Sr Monitoring & Observability Engineer, Los Angeles (On-Site)

Data Analysis Inc.•Los Angeles, CA

6d•$115,000 - $125,000•Onsite

About The Position

The Senior Monitoring & Observability Engineer (TOC) is a senior-level infrastructure and reliability engineering role responsible for designing, implementing, optimizing, and supporting enterprise monitoring and observability platforms across networks, systems, cloud environments, and critical business applications. The position combines observability engineering, cloud and infrastructure operations, automation, and incident management responsibilities, including ownership of monitoring tools such as Datadog, Splunk, SolarWinds, Dynatrace, AppDynamics, Nagios, PRTG, and Zabbix.
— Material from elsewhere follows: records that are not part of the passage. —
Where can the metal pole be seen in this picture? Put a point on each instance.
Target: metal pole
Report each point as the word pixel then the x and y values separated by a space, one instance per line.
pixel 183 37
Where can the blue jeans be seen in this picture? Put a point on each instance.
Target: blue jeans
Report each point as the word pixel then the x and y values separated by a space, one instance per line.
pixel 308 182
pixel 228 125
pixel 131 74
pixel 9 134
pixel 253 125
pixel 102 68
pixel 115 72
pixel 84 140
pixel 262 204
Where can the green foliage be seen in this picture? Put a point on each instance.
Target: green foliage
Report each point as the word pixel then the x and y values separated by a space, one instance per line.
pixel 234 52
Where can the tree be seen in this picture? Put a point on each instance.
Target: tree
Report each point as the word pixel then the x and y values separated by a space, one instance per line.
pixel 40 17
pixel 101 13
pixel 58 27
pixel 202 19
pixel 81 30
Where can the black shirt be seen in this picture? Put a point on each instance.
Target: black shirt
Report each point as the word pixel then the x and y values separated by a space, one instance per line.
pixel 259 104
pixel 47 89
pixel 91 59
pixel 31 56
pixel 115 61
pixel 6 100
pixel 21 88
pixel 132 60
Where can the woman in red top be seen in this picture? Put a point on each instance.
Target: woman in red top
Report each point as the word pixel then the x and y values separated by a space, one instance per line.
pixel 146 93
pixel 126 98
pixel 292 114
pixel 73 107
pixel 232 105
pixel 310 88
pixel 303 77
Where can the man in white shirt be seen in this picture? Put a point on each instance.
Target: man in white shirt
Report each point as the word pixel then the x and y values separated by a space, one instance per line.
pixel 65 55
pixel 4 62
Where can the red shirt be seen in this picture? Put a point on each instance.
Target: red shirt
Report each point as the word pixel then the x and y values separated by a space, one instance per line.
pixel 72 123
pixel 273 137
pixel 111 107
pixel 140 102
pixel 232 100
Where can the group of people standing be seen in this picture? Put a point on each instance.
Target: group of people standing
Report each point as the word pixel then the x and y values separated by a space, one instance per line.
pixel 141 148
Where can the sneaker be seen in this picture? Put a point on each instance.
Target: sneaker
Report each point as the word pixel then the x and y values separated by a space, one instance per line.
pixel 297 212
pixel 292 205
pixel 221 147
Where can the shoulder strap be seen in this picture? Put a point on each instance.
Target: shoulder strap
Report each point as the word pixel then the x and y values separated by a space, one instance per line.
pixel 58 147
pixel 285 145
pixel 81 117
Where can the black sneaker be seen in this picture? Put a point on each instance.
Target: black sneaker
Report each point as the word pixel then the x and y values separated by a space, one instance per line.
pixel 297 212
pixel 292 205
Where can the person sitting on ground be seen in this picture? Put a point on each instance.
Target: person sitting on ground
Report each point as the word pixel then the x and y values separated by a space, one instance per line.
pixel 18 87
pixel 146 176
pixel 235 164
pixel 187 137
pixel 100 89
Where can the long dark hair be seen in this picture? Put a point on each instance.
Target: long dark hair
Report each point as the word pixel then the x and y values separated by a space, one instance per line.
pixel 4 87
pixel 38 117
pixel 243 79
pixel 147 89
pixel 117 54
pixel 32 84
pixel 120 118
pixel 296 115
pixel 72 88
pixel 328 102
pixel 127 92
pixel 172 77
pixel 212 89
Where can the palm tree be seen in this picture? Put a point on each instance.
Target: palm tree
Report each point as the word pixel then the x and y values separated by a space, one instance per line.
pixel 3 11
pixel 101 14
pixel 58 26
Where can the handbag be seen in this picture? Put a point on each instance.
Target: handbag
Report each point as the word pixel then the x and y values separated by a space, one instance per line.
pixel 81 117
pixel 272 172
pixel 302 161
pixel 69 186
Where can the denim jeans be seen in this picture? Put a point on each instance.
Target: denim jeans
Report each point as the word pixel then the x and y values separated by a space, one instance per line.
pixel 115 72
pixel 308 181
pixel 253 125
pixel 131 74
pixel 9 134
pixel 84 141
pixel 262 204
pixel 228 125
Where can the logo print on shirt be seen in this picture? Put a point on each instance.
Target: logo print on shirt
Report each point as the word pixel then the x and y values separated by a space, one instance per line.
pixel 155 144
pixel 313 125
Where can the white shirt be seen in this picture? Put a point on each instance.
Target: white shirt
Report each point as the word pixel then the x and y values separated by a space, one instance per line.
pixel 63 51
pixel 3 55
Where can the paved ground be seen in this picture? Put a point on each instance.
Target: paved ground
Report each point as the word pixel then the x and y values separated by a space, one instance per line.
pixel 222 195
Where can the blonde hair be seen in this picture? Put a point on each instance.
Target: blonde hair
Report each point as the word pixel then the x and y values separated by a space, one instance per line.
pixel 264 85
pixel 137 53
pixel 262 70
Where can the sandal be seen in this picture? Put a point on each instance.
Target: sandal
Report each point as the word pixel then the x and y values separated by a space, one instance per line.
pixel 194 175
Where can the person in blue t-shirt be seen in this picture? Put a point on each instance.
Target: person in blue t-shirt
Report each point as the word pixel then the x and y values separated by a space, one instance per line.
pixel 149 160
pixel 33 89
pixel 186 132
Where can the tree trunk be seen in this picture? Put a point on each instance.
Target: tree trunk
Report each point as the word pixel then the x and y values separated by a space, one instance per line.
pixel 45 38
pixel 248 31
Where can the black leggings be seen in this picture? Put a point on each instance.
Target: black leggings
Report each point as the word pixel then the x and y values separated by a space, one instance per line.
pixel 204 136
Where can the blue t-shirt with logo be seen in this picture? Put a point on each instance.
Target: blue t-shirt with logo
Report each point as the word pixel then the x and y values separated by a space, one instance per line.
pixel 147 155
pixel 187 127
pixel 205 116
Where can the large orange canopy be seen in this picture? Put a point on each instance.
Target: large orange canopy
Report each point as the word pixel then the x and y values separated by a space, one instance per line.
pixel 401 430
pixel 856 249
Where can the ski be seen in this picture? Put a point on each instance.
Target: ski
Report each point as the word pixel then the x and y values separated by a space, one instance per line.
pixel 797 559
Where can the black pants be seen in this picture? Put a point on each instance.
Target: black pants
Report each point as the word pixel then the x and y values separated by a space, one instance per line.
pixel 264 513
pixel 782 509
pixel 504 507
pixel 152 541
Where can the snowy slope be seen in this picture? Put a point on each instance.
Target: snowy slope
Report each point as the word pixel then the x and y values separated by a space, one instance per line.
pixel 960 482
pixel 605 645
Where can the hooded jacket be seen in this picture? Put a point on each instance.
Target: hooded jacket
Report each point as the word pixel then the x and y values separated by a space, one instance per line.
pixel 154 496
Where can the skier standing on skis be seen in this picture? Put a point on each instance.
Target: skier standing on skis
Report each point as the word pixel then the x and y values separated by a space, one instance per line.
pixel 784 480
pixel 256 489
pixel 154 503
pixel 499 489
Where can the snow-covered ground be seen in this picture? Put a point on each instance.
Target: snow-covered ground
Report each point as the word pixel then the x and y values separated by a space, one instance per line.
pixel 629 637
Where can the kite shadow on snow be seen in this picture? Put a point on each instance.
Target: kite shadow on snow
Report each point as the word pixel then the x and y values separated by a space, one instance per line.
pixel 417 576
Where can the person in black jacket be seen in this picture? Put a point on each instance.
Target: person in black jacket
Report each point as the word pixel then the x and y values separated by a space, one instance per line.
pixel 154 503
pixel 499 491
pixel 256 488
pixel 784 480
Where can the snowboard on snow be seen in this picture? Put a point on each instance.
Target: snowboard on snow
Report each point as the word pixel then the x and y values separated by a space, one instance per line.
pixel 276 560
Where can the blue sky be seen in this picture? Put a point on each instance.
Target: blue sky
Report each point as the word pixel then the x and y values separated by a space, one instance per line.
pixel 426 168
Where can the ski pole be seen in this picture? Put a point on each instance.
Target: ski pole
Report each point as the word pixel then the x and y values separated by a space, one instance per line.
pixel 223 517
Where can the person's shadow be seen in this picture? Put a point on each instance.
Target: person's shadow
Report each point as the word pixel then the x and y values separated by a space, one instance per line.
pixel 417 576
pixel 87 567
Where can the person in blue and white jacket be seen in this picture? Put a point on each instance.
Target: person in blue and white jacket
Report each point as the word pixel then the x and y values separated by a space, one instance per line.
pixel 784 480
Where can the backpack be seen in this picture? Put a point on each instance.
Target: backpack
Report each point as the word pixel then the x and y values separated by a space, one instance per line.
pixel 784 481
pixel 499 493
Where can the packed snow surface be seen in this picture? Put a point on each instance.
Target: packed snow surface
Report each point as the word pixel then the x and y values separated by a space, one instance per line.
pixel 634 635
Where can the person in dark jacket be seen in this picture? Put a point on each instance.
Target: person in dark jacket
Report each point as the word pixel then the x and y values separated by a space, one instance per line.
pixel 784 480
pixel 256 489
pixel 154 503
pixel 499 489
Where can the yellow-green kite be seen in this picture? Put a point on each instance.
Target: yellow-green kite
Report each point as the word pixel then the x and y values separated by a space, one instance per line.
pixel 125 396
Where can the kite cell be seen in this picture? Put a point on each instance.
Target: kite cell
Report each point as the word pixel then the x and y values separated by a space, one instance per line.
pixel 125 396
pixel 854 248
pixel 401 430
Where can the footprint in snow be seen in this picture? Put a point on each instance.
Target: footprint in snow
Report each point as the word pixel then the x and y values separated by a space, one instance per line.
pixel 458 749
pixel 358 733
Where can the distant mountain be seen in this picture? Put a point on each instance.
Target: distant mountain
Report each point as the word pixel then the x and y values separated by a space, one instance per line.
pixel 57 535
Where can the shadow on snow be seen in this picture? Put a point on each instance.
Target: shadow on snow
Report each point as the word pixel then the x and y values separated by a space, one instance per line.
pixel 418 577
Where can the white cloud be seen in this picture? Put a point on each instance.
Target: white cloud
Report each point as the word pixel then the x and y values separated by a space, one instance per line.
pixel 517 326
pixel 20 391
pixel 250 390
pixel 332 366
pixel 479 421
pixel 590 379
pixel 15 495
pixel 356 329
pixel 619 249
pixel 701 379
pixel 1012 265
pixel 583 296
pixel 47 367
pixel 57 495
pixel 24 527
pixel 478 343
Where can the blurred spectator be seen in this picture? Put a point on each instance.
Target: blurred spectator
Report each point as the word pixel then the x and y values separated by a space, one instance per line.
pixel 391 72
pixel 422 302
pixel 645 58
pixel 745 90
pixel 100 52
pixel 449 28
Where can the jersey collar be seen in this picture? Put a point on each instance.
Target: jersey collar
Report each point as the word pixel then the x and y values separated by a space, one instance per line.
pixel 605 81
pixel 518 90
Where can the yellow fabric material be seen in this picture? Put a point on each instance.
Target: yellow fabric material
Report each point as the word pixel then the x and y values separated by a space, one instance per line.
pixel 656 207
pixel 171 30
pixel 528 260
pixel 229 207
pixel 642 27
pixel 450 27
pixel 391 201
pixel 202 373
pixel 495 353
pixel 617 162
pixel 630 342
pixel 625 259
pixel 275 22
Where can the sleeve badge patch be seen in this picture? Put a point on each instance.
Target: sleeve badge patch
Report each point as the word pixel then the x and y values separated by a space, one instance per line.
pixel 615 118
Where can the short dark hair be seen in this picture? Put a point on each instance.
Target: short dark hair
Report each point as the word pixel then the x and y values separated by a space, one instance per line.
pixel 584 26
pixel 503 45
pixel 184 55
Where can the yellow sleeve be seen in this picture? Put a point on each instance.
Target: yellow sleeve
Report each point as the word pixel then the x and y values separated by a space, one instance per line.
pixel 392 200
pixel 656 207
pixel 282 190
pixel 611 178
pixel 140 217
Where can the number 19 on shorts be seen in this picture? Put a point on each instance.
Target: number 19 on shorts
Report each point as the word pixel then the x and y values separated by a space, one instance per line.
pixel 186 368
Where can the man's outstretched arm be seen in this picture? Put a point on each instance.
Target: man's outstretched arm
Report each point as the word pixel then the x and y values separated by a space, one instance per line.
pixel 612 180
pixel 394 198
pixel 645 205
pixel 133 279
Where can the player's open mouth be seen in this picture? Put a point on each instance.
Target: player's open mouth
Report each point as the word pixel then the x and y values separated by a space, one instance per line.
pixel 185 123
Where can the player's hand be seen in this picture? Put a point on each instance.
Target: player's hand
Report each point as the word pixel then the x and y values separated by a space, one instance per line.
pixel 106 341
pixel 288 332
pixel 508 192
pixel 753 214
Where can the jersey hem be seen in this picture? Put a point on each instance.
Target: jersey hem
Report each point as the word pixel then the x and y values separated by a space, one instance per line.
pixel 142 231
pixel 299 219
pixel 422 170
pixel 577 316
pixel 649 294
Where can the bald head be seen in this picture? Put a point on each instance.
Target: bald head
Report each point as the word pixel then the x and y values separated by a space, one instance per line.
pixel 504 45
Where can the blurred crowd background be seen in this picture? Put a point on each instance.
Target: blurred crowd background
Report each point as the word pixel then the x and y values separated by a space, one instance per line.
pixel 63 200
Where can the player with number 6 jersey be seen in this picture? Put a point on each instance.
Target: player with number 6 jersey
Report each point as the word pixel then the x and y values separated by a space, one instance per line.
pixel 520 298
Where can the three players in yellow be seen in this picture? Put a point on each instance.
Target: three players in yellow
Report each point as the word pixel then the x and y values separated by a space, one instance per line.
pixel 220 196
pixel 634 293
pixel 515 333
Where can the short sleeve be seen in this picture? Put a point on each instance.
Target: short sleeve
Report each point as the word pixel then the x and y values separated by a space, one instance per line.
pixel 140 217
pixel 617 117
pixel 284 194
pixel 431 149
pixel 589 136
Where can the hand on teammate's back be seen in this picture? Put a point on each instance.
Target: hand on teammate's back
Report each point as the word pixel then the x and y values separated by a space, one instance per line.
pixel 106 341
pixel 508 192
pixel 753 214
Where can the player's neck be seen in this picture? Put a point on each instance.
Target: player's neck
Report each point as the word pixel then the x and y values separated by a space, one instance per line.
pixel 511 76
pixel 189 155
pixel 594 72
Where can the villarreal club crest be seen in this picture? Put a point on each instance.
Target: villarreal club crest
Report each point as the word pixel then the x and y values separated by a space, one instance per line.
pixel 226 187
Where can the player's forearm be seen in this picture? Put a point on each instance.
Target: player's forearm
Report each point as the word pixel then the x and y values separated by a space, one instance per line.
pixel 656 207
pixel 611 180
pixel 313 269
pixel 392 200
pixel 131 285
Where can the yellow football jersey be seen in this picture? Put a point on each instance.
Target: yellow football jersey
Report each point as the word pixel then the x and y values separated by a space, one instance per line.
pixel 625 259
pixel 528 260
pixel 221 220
Acting as a technical escalation point, the role partners closely with Infrastructure, Security, DevOps, and IT Operations teams to improve system reliability, alert quality, operational efficiency, and service availability while supporting SRE-aligned practices such as automation, root cause analysis, SLIs/SLOs, and continuous operational improvement.

Requirements

Bachelor’s degree in IT, Computer Science, Networking, or a related field (or equivalent work experience).
3+ years of experience in IT operations, network monitoring, or system administration, with hands-on experience implementing and tuning enterprise monitoring/observability platforms.
Demonstrated experience building or implementing (not just using) one or more of: Datadog, Dynatrace, AppDynamics, Splunk, SolarWinds Orion, Orion DPA, Nagios, PRTG, or Zabbix.
Advanced understanding of network protocols (TCP/IP, BGP, OSPF, VLANs, VPN, DNS, DHCP).
Proficiency in Windows/Linux environments and at least one major cloud platform (AWS, Azure, or GCP).
Familiarity with ITIL best practices for incident, problem, and change management.
Scripting and automation experience using Python, PowerShell, Bash, Ansible, or similar tools.
Working knowledge of cybersecurity best practices, firewall configurations, and SIEM tools.
Strong leadership, communication, and collaboration skills, including the ability to translate monitoring data into clear operational action across cross-functional teams.
Ability to work in a high-stress, dynamic environment while handling multiple high-priority incidents.

Nice To Haves

Hands-on experience designing, implementing, or significantly maturing monitoring and observability platforms in an enterprise environment — not limited to acknowledging alerts or interpreting dashboards.
Strong understanding of the relationship between infrastructure, networking, systems, cloud platforms, logs, metrics, traces, alerts, dashboards, and incident workflows.
Experience in or exposure to a Site Reliability Engineering (SRE) environment, including reliability practices, automation, observability, service health, SLIs/SLOs, error budgets, and post-incident improvement.
Experience reducing alert noise and improving signal quality through threshold tuning, deduplication, correlation, and runbook-driven response.
Comfort working with APIs, configuration-as-code, and CI/CD pipelines as they relate to monitoring deployment and management.
CompTIA A+, Network+, or Security+
Microsoft Fundamentals Certifications (Azure, M365, or Windows Server)
AWS Cloud Practitioner or Azure Fundamentals
ITIL Foundation certification (preferred for Incident Management responsibilities)
Vendor certifications in Datadog, Splunk, Dynatrace, AppDynamics, or SolarWinds are a plus

Responsibilities

Monitor and manage IT infrastructure, network systems, and business applications using enterprise monitoring tools, aligned with the TOC Sr. Engineer scope.
Serve as the first point of escalation for TOC Engineers, providing advanced troubleshooting, guidance, and root cause analysis.
Lead or support incident response, root cause analysis, escalation, and post-incident review processes; ensure issues are properly classified, escalated, and resolved efficiently.
Take key roles in ITIL Incident, Problem, and Change Management processes.
Build and tune monitoring and observability tooling — instrumentation, integrations, dashboards, alert logic, synthetic checks, log pipelines, and APM configuration — not just consume them.
Develop and implement automation scripts and tooling to improve operational efficiency, alerting quality, and response times (Python, PowerShell, Bash, Ansible, or similar).
Analyze system logs, network traffic, event data, and performance metrics to identify trends, reduce alert noise, and prevent outages.
Document monitoring standards, troubleshooting steps, system configurations, dashboards, and runbooks for knowledge sharing.
Collaborate with IT, Security, and DevOps teams to maintain system reliability and security posture.
Work with vendors and service providers to resolve tool, platform, and infrastructure issues.
Participate in 24/7 on-call rotations and provide leadership during major incidents, helping coordinate cross-functional resolution efforts.
Mentor junior TOC/NOC engineers on monitoring tools, dashboards, alert handling, and incident response practices.